These problems can be quite difficult to solve. If the RF source is close to your equipment and you can't increase the distance (or can't increase it sufficiently), it may prove impossible to solve the problem, though you may be able to reduce the effect of the interference.
It all depends on where the interference is being "detected" (converted into audible signal energy); there may be more than one such point in the circuit. Increasing the distance between the source of the interference and your equipment is the first thing to strive for. As a close second, keep the connections among all your items of equipment as clean, short and direct as possible. Try reorienting cables and other pieces because the angle of signal incidence may affect the strength of the received signal. It is basically like trying to improve reception of a distant radio station that you want to listen to, except exactly in reverse; you want to arrange the worst possible receiving setup for the signals you're receiving in this case.
As mentioned, Neutrik EMC connectors on your XLR-3 cables can definitely help; Schoeps' XLR-3 microphone cables use these; I'm amazed that everyone else's do not (and I'm a bit dismayed that Schoeps' XLR-5 to XLR-3 "Y" cables don't use them). Sescom, by the way, sells XLR-3M to XLR-3F barrel adapters with these connectors, unfortunately only one per unit (i.e. there is one unit available with the EMC XLR-3F and a conventional XLR-3M, plus another unit available with the EMC XLR-3M and a conventional XLR-3F; even Sescom's engineers couldn't explain why when I asked them). You might also try tightening any screws that could be any part of the connections among shields on your cables, microphones and recorder.
Ultimately, though, sorry to say, no one can guarantee a solution. Most audio equipment today, particularly in the consumer and "prosumer" ranges but including a lot of professional equipment, simply wasn't designed to handle the kind of interference that modern cell phones and related equipment can generate. Typical designs and production methods are often quite problematic (try doing a Google search on the "pin 1 problem"--even some top brands of studio equipment have had it, and much if not most "prosumer" equipment still does to this day).
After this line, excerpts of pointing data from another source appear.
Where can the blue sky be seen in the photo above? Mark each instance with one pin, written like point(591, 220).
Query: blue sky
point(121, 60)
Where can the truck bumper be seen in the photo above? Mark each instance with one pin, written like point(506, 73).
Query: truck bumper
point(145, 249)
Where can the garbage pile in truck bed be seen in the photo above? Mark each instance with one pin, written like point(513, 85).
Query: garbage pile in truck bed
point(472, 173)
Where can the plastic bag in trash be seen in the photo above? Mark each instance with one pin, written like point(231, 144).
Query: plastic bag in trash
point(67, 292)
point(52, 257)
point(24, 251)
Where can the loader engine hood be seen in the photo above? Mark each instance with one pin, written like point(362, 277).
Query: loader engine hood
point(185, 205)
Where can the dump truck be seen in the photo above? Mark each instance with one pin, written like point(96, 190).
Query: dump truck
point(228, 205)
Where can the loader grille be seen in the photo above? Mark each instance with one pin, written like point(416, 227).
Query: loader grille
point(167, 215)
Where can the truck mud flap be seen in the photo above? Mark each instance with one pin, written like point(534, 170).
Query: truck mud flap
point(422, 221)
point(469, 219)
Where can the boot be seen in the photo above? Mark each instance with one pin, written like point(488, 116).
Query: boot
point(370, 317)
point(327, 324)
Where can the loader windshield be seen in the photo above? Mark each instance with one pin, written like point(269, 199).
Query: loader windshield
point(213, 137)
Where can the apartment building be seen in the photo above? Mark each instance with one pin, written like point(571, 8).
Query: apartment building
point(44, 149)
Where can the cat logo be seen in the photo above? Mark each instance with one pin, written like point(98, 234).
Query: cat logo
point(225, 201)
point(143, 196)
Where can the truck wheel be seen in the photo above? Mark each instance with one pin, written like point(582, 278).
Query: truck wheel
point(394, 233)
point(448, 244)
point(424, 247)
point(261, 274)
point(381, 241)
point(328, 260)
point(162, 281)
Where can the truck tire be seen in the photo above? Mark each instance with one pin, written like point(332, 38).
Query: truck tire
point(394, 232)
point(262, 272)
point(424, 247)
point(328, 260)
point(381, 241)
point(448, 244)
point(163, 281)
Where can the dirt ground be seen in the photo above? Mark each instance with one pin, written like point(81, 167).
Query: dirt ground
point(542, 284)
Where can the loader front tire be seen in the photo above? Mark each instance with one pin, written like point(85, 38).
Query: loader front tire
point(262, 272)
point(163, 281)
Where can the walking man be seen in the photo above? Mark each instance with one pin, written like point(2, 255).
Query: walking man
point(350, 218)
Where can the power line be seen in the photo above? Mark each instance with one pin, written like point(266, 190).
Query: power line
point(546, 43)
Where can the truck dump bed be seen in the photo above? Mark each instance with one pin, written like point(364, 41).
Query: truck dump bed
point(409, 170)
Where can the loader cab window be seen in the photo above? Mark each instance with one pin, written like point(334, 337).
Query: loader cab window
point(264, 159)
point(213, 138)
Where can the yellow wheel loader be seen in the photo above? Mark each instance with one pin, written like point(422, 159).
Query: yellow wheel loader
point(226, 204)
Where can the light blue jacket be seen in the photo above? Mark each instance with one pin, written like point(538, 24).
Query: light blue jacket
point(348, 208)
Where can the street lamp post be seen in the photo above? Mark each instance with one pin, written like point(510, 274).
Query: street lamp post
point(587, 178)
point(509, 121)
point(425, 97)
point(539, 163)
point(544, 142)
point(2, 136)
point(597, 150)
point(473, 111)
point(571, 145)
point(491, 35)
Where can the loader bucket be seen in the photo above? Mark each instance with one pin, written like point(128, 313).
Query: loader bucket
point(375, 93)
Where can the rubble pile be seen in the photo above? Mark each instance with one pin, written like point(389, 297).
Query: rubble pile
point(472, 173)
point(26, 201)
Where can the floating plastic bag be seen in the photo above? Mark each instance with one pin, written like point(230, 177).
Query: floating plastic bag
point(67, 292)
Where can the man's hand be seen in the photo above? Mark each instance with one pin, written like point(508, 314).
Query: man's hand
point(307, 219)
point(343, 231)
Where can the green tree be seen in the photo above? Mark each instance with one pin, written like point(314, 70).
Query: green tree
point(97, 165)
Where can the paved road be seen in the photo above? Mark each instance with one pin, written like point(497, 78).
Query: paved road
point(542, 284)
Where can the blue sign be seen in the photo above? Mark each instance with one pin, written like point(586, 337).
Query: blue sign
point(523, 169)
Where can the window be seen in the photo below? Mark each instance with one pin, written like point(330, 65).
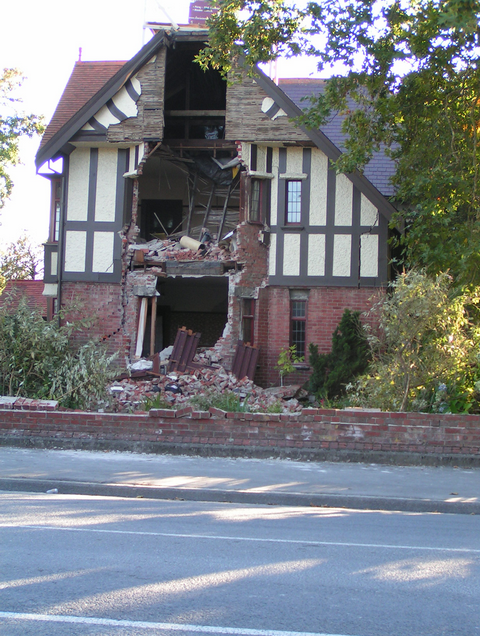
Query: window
point(294, 201)
point(298, 323)
point(248, 316)
point(260, 201)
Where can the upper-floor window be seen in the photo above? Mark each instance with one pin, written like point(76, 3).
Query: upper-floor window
point(293, 205)
point(260, 201)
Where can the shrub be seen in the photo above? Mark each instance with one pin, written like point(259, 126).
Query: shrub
point(225, 400)
point(349, 357)
point(286, 360)
point(37, 360)
point(426, 349)
point(159, 401)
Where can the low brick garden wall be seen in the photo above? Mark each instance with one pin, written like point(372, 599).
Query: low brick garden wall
point(313, 433)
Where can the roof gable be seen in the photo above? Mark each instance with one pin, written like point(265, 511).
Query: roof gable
point(63, 135)
point(324, 143)
point(86, 80)
point(380, 168)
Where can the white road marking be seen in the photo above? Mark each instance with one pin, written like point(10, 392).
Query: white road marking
point(174, 627)
point(251, 539)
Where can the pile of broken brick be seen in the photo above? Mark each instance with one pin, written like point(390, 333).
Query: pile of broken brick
point(177, 388)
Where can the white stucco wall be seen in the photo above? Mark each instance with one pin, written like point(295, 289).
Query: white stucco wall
point(106, 184)
point(343, 200)
point(274, 196)
point(103, 252)
point(291, 255)
point(75, 251)
point(342, 254)
point(318, 188)
point(369, 255)
point(316, 255)
point(272, 255)
point(78, 178)
point(368, 212)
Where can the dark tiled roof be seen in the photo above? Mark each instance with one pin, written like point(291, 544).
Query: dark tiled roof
point(32, 289)
point(86, 80)
point(380, 168)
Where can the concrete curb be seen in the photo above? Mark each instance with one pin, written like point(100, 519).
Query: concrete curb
point(256, 452)
point(356, 502)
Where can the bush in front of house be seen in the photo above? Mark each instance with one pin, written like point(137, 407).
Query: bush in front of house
point(349, 357)
point(38, 360)
point(426, 350)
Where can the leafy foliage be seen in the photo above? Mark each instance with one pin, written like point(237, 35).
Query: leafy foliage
point(286, 360)
point(348, 358)
point(13, 125)
point(37, 360)
point(408, 80)
point(19, 261)
point(426, 351)
point(159, 401)
point(225, 400)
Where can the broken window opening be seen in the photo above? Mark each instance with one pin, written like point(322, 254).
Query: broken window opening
point(195, 100)
point(298, 325)
point(195, 195)
point(200, 304)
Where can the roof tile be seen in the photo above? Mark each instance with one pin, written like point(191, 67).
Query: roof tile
point(86, 80)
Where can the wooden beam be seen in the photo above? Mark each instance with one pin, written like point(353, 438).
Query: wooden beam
point(195, 113)
point(153, 323)
point(191, 204)
point(207, 211)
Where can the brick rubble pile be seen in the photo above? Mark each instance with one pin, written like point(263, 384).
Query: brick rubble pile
point(176, 389)
point(159, 251)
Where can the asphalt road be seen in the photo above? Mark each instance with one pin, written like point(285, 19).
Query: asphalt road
point(91, 565)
A new generation of design engineers, with a stronger awareness of electromagnetic interference, may will have to supplant today's generation of production designers before things get much better.
Or perhaps, since this problem doesn't affect most people most of the time, and most people don't shop specifically for equipment that's known to meet high standards of resistance to electomagnetic interference, the broad mass of equipment sold to the general market may never improve its resistance to EMI. Or the market may continue to muddle through as it has all these years, hoping that no one will blame them as from time to time we all, or nearly all, have recordings ruined in this way without there being anything much that we can do about it.